Training watch
Passive observer for external training runs — not aquin simulate and not checkpoint SAE tools. Your trainer (PyTorch loop, custom script, Aquin SDK, etc.) writes metrics as JSONL; aquin watch ingests those lines, stores them locally, and mirrors loss/LR/grad charts to the web orchestrator panel. Aquin does not run optimizer steps or store merged weights here — for post-training SAE diff on checkpoints, see Checkpoint SAE (/docs/checkpoint-sae). Registry lives at ~/.aquin/watch/<run_id>/ (manifest.json + events.jsonl). Simulation runs stay in ~/.aquin/runs/ and appear only under aquin list simulations.
4 commands
aquin watch list
List local watch runs: run id, status, name, base model, event count.
aquin watch init
Register a watch run before ingesting metrics. Writes manifest.json and a start event to events.jsonl under ~/.aquin/watch/<run_id>/.
| Flag | Description |
|---|---|
| --name | Display name (default: watch-run). |
| --model | Base model slug shown on web chart (e.g. llama-3.2-1b). |
| --quant | Quantization label: fp16, int8, q4, none (default: none). |
| --mode | Run mode label (default: external). |
aquin watch ingest
Parse a metrics JSONL file and append observations to a watch run.
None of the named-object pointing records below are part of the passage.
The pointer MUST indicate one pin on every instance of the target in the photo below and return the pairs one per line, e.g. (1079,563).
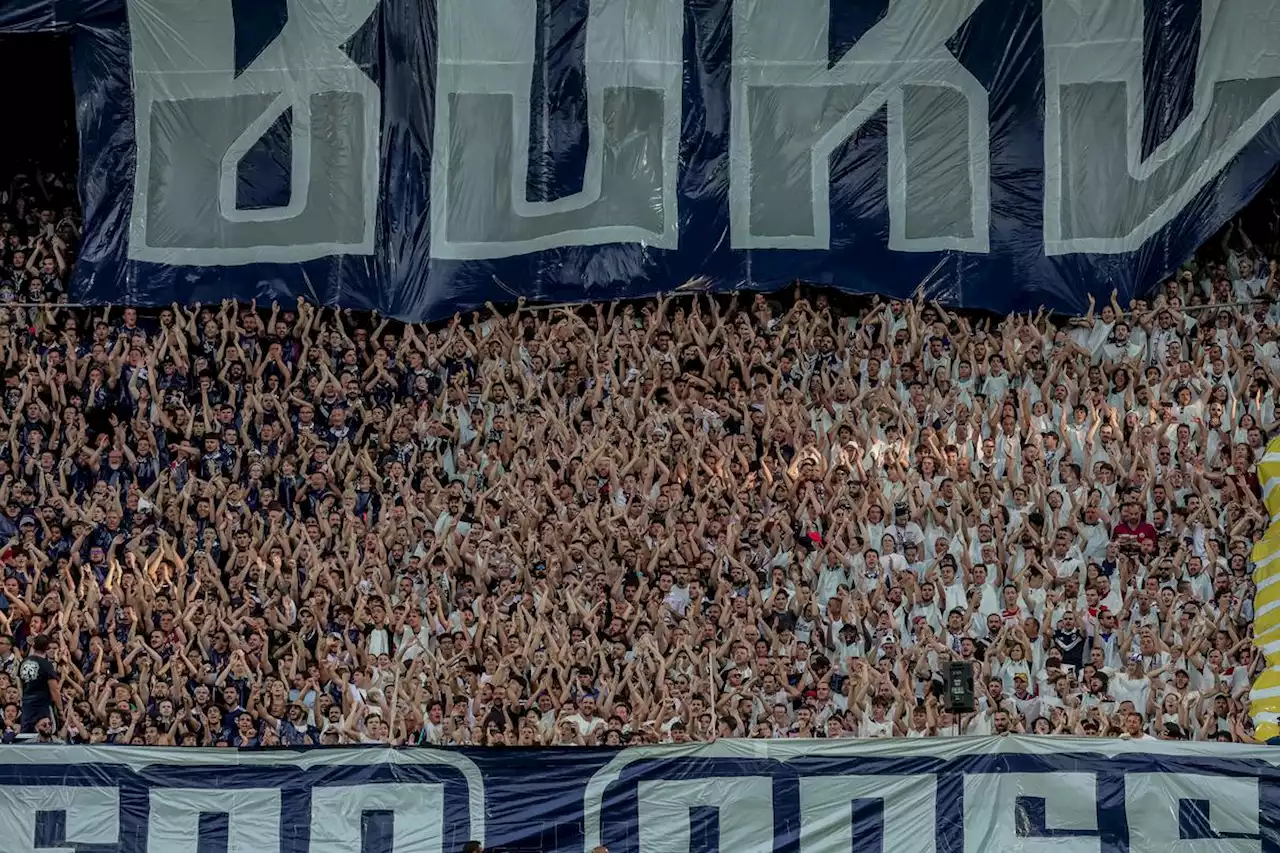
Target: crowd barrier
(906,796)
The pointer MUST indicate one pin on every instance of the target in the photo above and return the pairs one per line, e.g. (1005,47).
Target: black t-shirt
(37,701)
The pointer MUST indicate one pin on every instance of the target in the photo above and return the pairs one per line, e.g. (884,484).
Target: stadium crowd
(673,520)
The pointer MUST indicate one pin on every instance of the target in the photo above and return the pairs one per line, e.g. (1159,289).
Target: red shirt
(1138,532)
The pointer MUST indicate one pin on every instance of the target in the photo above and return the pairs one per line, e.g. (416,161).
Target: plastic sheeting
(937,796)
(425,156)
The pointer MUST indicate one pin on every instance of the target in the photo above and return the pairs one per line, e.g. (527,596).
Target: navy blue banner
(928,796)
(425,156)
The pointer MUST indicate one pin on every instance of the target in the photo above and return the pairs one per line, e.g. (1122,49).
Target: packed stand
(663,521)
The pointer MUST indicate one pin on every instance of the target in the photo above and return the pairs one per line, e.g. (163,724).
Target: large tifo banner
(937,796)
(420,156)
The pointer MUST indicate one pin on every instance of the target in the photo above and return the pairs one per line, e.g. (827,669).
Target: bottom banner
(950,796)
Batch mode (default) reads the file once and exits. With --follow, keeps tailing the file as new lines are appended (live training). Each synced ingest pushes training.watch.start and opens a new chart card on the web mirror. Web sync uses the active named session from aquin connect --name.
| Flag | Description |
|---|---|
| --run | Existing watch run id (from init or list). |
| --name | With --file and no --run: create a new run with this name then ingest. |
| --file | Path to metrics JSONL. Omit to read stdin. |
| --follow | Tail the file; ingest new lines as they appear. |
| --finish | Mark run stopped when ingest ends. |
| --map src=dst | Rename a metric column (e.g. --map train_loss=loss). |
| --step-field | Step column name (default: step, global_step, …). |
| --offset | Skip first N lines (resume ingest). |
| --auto-step | Assign steps 0,1,2… when rows have no step field. |
Fixture: fixtures/e2e/watch/metrics.jsonl. One JSON object per line. Scalar keys (loss, learning_rate, grad_norm, epoch) become chart channels. Special rows: {"type":"signal",…} and {"status":"stopped"}.
aquin watch <run_id>
Replay or live-tail the local events.jsonl for a run. Default follows new events (Ctrl+C to detach). --no-follow replays once and exits. Syncs to the active named session from aquin connect --name.
| Flag | Description |
|---|---|
| --no-follow | Replay stored events once; do not wait for new lines. |
| --output json | Print raw JSON events. |
Quick start
No GPU or model load required. Run aquin connect once so ingest mirrors charts to your session tab in the web app.
Live training (--follow)
Point ingest at a metrics file your trainer appends to. Each new JSON line is picked up automatically and synced to the web mirror when connected.
Metrics JSONL format
One JSON object per line. Step comes from global_step, step, or --step-field. Numeric scalars become chart channels. Use --map train_loss=loss to rename trainer column names.
Watch vs simulate
| Training watch | aquin simulate | |
|---|---|---|
| Purpose | Observe real external training metrics | Forecast training without weight updates |
| Storage | ~/.aquin/watch/<run_id>/ | ~/.aquin/runs/<run_id>/ |
| List command | aquin watch list | aquin list simulations |
| GPU | Not required | Required (model load) |
| Web mirror | Loss/LR/grad chart cards (training.watch.*) | Simulation result cards (tool.result) |
For SAE diff / temp train / align on real checkpoints after training, see Checkpoint SAE. Watch does not store merged weights or run GPU SAE tools.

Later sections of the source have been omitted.